I'm perfectly happy with BOTH "not assuming a starting point" AND "a more pluralistic set of goals."  And not (or even primarily) because it is more "egalitarian" and "socially just."  "Weight a course on movement and placement equally"?  My own trajectory has been to steadily downgrade "placement" (and exams).  What I want to see, and try to facilitate, is "movement," not primarily because I want everyone to feel successful now but rather because the skill of moving, in any direction away from where one is, is what people need more of both for their own lives and to contribute meaningfully to the lives of others in the future.  For a related conversation along these lines, see modeling, story telling, and inquiry: trying to get to where?  


 

Paul Grobstein's picture

Tetris, education, cultures, and beyond ...

Like your Tetris image.  Yep, we can't blank the screen, begin in the same place.  And I agree that starting at the same place and ending at the same place are dissociable.  We could indeed, "knowingly and carefully" agree where to start and still aspire to get to different places.  In some ways, I'd like to think that's what we're actually doing in Bio 202 (re, for example, what is meant by "input" or "stimulus"). 

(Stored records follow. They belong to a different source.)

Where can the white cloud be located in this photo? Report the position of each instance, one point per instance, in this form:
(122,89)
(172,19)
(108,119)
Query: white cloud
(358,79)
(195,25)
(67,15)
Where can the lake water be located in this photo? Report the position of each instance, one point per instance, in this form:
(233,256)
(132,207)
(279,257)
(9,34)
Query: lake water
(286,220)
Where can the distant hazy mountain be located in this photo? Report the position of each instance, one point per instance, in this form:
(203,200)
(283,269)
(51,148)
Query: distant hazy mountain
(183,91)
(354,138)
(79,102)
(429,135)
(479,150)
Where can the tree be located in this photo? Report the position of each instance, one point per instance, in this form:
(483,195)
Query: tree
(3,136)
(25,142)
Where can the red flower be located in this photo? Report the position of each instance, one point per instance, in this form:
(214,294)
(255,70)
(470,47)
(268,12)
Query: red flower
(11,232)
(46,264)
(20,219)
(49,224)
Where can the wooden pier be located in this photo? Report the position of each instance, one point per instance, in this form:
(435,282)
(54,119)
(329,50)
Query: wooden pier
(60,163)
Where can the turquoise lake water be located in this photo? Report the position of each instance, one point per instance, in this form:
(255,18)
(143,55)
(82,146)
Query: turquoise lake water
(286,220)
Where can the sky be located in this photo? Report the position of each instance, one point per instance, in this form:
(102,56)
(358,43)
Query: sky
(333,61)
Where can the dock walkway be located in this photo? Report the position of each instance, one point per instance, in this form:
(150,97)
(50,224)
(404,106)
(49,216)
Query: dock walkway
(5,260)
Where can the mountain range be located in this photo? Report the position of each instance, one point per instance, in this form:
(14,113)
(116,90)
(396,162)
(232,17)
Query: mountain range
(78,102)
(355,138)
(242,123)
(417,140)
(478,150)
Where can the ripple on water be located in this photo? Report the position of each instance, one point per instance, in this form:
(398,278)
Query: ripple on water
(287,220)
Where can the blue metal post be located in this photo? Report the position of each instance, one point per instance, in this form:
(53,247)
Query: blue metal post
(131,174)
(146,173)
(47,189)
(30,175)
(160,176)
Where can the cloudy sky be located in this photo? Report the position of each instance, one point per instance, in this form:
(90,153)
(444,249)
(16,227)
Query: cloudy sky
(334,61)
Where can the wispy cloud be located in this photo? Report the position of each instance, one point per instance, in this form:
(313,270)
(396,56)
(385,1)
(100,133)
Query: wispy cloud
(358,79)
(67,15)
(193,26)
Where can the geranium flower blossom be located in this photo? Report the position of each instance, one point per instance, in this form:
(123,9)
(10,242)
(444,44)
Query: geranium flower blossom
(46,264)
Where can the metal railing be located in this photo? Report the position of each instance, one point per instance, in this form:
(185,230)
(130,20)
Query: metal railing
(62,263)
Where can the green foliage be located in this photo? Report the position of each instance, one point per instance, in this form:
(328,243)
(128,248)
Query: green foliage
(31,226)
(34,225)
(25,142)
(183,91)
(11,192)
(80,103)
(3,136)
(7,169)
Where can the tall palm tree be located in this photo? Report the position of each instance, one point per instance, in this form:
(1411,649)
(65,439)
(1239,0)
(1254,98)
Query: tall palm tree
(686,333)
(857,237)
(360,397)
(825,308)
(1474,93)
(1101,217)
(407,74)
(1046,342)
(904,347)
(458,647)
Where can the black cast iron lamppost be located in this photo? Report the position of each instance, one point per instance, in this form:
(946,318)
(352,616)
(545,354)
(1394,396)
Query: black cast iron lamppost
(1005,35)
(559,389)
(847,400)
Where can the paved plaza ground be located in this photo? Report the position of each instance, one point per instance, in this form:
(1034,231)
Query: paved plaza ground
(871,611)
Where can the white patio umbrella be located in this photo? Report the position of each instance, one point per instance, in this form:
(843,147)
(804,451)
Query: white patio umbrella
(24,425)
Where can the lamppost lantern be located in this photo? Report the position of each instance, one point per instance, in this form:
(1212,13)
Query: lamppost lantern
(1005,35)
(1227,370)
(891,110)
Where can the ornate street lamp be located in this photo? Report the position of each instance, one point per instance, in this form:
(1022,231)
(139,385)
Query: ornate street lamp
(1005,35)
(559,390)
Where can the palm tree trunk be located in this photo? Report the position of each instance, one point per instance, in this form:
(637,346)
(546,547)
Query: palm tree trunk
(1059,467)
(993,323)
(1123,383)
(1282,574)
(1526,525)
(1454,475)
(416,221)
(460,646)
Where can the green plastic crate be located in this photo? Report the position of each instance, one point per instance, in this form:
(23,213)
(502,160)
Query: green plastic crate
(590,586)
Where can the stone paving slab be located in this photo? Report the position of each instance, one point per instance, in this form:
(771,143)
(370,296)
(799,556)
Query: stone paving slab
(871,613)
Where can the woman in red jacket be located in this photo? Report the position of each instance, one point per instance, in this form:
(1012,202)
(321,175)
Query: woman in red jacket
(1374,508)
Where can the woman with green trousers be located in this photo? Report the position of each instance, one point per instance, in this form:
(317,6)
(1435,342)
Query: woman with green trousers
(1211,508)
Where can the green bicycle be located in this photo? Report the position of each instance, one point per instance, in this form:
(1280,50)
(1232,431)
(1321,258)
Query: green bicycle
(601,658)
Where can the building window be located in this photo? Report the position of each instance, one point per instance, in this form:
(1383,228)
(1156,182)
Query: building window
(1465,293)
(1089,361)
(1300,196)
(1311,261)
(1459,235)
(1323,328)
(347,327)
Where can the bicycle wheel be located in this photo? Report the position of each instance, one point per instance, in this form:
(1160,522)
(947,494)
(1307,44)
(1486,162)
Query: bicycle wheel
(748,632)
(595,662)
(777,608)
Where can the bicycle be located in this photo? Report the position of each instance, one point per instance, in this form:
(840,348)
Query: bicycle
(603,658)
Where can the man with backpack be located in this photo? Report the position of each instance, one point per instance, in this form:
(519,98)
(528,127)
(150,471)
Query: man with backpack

I want/need to think a little more about this.  While it may be less of a pain in the ass, it also puts less on the table to make new things out of and gives people less opportunity to explore their own abilities to create both meaning and culture.  For more along these lines, see Culture of Abilities.  Think of that as a product of this conversation?  Thanks for helping me continue to think through this set of issues.

 

 

egleichman's picture

By way of concession

I agree with much of what you say here, Paul, that for all of us to have the same starting point via common and precise definitions is both efficient and impossible, because of what you've outlined: not only "strong" students versus not, but also because of the varying backgrounds and experiences of the people in the discussion, something that inevitably -- for better or worse -- put us all at different levels.

One way I've thought about what you've said here is as a game of Tetris.*  If we want the most efficient "end" result possible, we all start with a blank screen and build, fitting pieces of information from you and each other together so that it all fits, makes sense.  But in a classroom setting, we come in with a our Tetris screens already somewhat arranged, and the new information we process has to fit with what we already have established in our perception of the world.  To demand that we erase all of that already-arranged material is against against the game rules.  And because we have different starting points, the new information is going to stack and fit differently into the realm of what we knew -- or thought we knew -- before.

I think I get that.

But I'm not sure I totally agree that to begin with the same starting point means the objective is to leave off at the same ending point.  In other words, to begin to answer your question: "But is that actually the objective?  To get us collectively to some future same place?"  I would say, no.  I don't think it's fair, as you've said, to expect everyone to leave the classroom with the same new ideas.  To begin in the same place does not mean we must end in the same place.  It is simply a way of saying: "There are many -- perhaps infinite -- definitions for what we are talking about today.  Let us focus on this one right now."  To limit ourselves in the onset with common definitions perhaps inhibits our learning because our backgrounds and previous experiences -- that which has helped build the knowledge with which we come to class -- have been ignored.  But to do so knowingly and carefully does, I think, advance our thinking more efficiently -- so long as we know that starting at the same place and ending up in the same "future place" are not inextricably linked. 

I see now the rationale behind your approach to defining (or not defining) terms.  It makes sense.  But you're right; it feels like a pain in the ass.